With the demand of electric vehicles by riders being slightly higher than regular taxis, the ride-hailing has had to conduct education on the value of owning one to increase take-up. Bolt gives drivers data, including their payment history, to help assess their credit-worthiness.

The company plans to increase the adoption of electric vehicles in all of its categories. The focus at the moment is on the four-wheelers, where the adoption is slow due to the hefty costs.

Bolt said it needs more vehicles to support its growth-plan for the region, which includes the expansion of its taxi- hailing business within its existing markets and the growth of its food-delivery business across the continent. South Africa was the first African market for the delivery business in 2020.

Bolt is planning to enter at least two new markets within the North and West Africa regions before the year ends. Tunisia, Uganda, and Tanzania are its current markets.

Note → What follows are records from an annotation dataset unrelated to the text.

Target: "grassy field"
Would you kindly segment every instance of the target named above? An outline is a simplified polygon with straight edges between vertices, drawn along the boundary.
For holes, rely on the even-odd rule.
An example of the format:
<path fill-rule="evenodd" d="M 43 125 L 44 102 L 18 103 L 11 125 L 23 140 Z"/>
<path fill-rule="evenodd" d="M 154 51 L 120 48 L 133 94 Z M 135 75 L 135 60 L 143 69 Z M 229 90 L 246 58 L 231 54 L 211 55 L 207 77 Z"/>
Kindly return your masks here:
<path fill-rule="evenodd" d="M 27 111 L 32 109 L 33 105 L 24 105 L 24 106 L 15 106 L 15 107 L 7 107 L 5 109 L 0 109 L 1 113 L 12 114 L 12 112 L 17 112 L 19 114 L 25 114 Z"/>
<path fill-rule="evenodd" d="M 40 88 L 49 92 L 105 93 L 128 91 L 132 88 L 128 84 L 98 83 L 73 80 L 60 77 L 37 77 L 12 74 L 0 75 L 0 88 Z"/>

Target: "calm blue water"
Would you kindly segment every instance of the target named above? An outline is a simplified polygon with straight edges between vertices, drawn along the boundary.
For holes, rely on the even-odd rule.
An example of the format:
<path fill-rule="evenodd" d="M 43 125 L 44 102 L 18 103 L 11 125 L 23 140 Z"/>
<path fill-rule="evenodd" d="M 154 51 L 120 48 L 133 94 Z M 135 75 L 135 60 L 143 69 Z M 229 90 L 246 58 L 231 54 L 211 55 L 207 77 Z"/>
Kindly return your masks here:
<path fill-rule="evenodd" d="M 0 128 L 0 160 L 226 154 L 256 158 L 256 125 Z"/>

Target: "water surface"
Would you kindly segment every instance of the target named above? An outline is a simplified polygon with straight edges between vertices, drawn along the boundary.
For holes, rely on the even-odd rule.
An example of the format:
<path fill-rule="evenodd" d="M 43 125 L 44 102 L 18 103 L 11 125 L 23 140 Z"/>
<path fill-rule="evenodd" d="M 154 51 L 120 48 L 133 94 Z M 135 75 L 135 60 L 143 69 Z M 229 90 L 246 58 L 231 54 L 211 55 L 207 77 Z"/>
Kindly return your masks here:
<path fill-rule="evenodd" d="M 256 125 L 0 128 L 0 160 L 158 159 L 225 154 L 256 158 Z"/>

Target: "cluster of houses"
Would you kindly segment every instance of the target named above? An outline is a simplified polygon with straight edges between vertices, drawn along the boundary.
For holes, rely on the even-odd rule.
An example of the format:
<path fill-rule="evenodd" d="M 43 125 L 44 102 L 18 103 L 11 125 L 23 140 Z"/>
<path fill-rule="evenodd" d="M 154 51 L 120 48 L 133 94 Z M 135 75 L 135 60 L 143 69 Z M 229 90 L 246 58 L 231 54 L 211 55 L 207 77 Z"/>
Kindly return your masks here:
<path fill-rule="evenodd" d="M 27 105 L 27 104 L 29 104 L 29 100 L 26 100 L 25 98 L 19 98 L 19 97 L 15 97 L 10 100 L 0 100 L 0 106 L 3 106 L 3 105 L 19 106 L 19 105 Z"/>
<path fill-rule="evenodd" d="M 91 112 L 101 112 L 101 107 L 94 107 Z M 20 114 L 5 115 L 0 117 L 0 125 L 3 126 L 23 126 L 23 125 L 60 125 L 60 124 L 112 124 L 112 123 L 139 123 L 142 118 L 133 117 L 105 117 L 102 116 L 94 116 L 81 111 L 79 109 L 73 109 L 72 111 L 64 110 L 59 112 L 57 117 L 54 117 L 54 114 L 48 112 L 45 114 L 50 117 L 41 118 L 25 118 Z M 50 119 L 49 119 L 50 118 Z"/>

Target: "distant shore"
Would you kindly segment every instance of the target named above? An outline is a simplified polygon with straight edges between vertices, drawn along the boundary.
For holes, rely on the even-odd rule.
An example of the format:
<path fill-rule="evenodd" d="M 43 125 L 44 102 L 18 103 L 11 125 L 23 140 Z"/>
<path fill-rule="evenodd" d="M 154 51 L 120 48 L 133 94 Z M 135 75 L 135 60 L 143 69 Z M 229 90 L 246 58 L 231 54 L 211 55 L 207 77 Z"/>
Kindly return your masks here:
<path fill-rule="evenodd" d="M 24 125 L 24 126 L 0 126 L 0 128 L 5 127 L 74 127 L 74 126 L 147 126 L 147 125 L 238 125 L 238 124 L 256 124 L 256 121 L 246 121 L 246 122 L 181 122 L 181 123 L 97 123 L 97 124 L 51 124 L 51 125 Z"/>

Africa's increasing smartphone penetration, willingness to take-up new technologies, a youthful population and the overall demand for on-demand transportation services are some of the factors the ride-hailing firm is looking to tap into.

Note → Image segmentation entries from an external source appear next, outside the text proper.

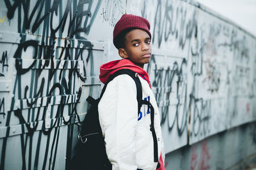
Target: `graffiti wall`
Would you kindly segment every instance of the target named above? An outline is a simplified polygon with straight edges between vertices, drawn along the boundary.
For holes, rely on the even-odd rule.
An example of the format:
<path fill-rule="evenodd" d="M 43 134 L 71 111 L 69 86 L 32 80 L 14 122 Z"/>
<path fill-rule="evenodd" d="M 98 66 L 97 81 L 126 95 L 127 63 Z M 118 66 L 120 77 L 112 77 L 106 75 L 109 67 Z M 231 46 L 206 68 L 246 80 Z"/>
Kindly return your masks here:
<path fill-rule="evenodd" d="M 69 164 L 99 67 L 120 59 L 112 32 L 125 12 L 151 24 L 145 69 L 166 153 L 256 120 L 256 38 L 192 1 L 1 0 L 0 9 L 0 169 Z"/>

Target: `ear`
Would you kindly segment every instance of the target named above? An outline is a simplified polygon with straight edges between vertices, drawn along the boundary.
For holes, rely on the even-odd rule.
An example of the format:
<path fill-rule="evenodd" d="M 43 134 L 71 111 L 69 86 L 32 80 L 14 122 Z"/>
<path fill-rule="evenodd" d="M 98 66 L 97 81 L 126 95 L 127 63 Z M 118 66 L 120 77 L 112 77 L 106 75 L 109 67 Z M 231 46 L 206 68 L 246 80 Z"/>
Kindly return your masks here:
<path fill-rule="evenodd" d="M 125 49 L 120 48 L 118 49 L 118 54 L 123 59 L 128 58 L 127 53 L 126 53 Z"/>

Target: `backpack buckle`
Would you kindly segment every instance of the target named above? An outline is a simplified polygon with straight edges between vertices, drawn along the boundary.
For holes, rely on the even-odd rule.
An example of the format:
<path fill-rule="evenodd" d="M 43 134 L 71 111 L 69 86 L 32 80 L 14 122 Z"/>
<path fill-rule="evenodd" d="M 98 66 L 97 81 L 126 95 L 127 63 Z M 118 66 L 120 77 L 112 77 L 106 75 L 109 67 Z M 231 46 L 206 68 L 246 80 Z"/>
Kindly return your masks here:
<path fill-rule="evenodd" d="M 84 140 L 84 141 L 83 140 L 83 138 L 82 138 L 82 136 L 81 136 L 81 133 L 79 133 L 79 134 L 78 134 L 77 138 L 78 138 L 78 139 L 79 139 L 79 140 L 81 140 L 81 141 L 83 143 L 86 143 L 86 142 L 87 141 L 87 138 L 85 138 L 85 140 Z"/>

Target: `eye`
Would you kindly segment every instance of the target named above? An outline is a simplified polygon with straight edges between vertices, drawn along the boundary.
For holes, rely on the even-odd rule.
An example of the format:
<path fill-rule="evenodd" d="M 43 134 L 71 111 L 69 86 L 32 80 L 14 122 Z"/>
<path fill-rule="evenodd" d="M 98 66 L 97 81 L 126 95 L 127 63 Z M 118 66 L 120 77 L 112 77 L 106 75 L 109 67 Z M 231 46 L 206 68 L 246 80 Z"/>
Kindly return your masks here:
<path fill-rule="evenodd" d="M 148 41 L 146 41 L 146 42 L 145 42 L 147 44 L 148 44 L 148 45 L 150 45 L 150 43 L 151 43 L 151 41 L 150 40 L 148 40 Z"/>
<path fill-rule="evenodd" d="M 139 43 L 134 43 L 134 44 L 132 44 L 132 46 L 139 46 Z"/>

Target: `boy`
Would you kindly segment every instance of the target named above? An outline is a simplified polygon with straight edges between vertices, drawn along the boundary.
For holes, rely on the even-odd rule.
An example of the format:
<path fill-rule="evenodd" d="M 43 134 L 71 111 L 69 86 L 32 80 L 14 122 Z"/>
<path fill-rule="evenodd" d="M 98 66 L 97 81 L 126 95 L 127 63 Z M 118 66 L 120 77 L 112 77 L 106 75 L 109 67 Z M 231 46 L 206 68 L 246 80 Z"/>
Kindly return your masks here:
<path fill-rule="evenodd" d="M 114 45 L 123 59 L 101 66 L 100 79 L 105 83 L 111 74 L 122 69 L 138 73 L 143 99 L 150 101 L 155 110 L 159 163 L 154 160 L 154 143 L 150 131 L 151 110 L 148 106 L 142 105 L 138 115 L 134 81 L 129 75 L 122 74 L 108 83 L 98 106 L 106 152 L 113 170 L 165 169 L 159 112 L 148 75 L 143 69 L 144 64 L 148 63 L 151 57 L 149 30 L 150 24 L 145 18 L 123 15 L 113 31 Z"/>

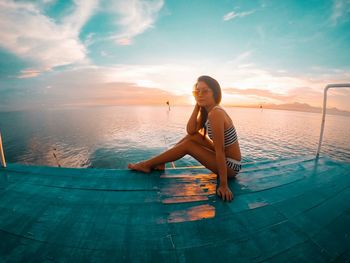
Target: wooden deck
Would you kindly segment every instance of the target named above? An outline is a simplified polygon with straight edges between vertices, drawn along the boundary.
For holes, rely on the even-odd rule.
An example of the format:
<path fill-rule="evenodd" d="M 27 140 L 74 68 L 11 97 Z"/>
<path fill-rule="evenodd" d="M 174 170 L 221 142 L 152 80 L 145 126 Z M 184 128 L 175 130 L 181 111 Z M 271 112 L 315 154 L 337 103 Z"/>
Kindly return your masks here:
<path fill-rule="evenodd" d="M 350 164 L 246 165 L 215 195 L 206 169 L 0 169 L 1 262 L 348 262 Z"/>

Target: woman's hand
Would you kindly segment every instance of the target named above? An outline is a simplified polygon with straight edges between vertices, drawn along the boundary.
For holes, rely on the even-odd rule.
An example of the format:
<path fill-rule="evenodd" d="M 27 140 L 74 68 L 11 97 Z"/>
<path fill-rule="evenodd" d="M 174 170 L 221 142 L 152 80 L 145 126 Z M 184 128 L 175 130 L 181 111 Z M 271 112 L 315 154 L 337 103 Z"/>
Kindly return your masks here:
<path fill-rule="evenodd" d="M 224 201 L 232 201 L 233 199 L 233 194 L 227 185 L 220 185 L 216 191 L 216 194 Z"/>

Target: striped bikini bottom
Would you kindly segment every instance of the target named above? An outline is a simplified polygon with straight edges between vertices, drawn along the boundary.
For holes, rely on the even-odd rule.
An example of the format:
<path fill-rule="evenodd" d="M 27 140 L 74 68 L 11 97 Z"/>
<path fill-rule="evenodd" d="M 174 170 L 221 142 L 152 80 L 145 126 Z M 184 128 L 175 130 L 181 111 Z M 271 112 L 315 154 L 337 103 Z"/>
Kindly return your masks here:
<path fill-rule="evenodd" d="M 238 173 L 242 168 L 242 163 L 232 158 L 226 158 L 226 164 L 227 167 L 231 168 L 236 173 Z"/>

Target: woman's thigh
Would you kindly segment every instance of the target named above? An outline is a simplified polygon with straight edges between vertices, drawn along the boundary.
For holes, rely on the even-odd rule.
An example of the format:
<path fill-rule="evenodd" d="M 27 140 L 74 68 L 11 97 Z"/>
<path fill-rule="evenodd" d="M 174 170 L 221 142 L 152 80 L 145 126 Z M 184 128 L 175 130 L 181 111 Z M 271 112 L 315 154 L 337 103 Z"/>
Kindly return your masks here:
<path fill-rule="evenodd" d="M 203 137 L 202 134 L 196 133 L 194 135 L 187 135 L 184 139 L 191 140 L 193 142 L 196 142 L 212 151 L 214 151 L 214 143 L 213 141 L 209 140 L 207 136 Z"/>
<path fill-rule="evenodd" d="M 207 169 L 215 174 L 218 174 L 218 166 L 216 164 L 215 152 L 195 141 L 190 141 L 189 143 L 189 154 L 204 165 Z M 234 178 L 236 172 L 231 168 L 227 167 L 227 177 Z"/>

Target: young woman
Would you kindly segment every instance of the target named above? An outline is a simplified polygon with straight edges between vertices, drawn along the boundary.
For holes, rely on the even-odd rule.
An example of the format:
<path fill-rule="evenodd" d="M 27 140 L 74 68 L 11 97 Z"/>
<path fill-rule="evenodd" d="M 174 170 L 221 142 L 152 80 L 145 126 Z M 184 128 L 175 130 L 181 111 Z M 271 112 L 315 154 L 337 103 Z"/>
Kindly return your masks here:
<path fill-rule="evenodd" d="M 233 194 L 227 181 L 234 178 L 241 169 L 241 151 L 236 129 L 231 118 L 219 106 L 221 88 L 215 79 L 209 76 L 199 77 L 193 95 L 197 103 L 187 123 L 188 134 L 166 152 L 143 162 L 129 164 L 128 167 L 148 173 L 152 169 L 162 170 L 165 163 L 189 154 L 219 176 L 217 195 L 223 200 L 231 201 Z"/>

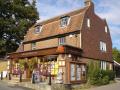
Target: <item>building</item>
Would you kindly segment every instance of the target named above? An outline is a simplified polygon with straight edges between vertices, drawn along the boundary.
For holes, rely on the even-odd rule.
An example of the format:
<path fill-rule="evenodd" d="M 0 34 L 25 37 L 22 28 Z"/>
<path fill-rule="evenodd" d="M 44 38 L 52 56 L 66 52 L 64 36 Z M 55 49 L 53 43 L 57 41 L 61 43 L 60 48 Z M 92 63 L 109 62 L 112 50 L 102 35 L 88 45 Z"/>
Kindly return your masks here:
<path fill-rule="evenodd" d="M 40 72 L 41 81 L 49 75 L 52 82 L 71 84 L 86 81 L 87 63 L 95 61 L 100 68 L 112 70 L 112 42 L 106 20 L 94 11 L 92 0 L 82 9 L 36 23 L 27 32 L 18 50 L 9 54 L 10 71 L 25 61 L 24 76 L 29 78 L 28 64 Z"/>

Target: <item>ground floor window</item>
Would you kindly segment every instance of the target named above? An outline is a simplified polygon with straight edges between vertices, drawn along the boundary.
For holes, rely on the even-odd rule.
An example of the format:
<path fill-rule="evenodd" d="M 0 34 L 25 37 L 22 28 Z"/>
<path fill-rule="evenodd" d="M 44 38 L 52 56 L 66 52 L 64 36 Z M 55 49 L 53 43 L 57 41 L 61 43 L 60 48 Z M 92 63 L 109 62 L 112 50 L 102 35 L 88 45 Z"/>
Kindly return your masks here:
<path fill-rule="evenodd" d="M 107 62 L 106 61 L 100 61 L 100 68 L 101 70 L 107 69 Z"/>
<path fill-rule="evenodd" d="M 86 77 L 86 68 L 85 65 L 71 63 L 70 64 L 70 80 L 71 81 L 80 81 L 85 80 Z"/>

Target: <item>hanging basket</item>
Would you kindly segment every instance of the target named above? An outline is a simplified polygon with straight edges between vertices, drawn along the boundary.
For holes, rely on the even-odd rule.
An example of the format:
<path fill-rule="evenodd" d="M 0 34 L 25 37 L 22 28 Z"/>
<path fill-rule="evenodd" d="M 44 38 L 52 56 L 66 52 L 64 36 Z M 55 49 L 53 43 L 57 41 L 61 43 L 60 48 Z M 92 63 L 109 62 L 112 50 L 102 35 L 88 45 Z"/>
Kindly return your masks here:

Bolt is a transport and deliveries company. The image is called Bolt.

Bolt was founded in 2013 by Markus Villig and has operations in 45 countries and recently launched the 15-minute grocery delivery service. While Villig said in a past interview that they will use its newly-acquired $709 million funding to fuel the expansion of these new businesses, it seems that the focus for now will only be the ride-hailing and the food delivery businesses.

Our portfolio of products is designed to remove the need for people to own their vehicles. We have seen promising results in the markets where we have rolled this out. There is a big opportunity for this in Africa. We are trying to savor that opportunity and see if it makes sense to prioritize now.

Over the next seven years, the global ride-hailing service industry is expected to more than double in size, as the sector slowly recovers from the ravages of the Covid epidemic. According to this report, the sector is expected to grow by 10% annually due to a spike in demand as the world embraces the "new normal" that has seen activities in industries like transport almost fully return in regions like Africa.

Over the last few months, ride-hailing companies with operations in Africa and those eyeing the continent have picked up the pace, launching new products and setting up operations in new countries. Didi made inroads into the rest of Africa after operating in South Africa. PoolChance is a feature that allows riders to get discounted rides when they share cabs.

As international e-hailing companies enter the African market, they are also having to contend with growing competition from local companies like Wasili and Little. Mass transit operators like SWVL, the Egyptian ride-sharing company with operations across Africa, South Asia and Middle-East, are breaking barriers by formalizing public transport in emerging markets.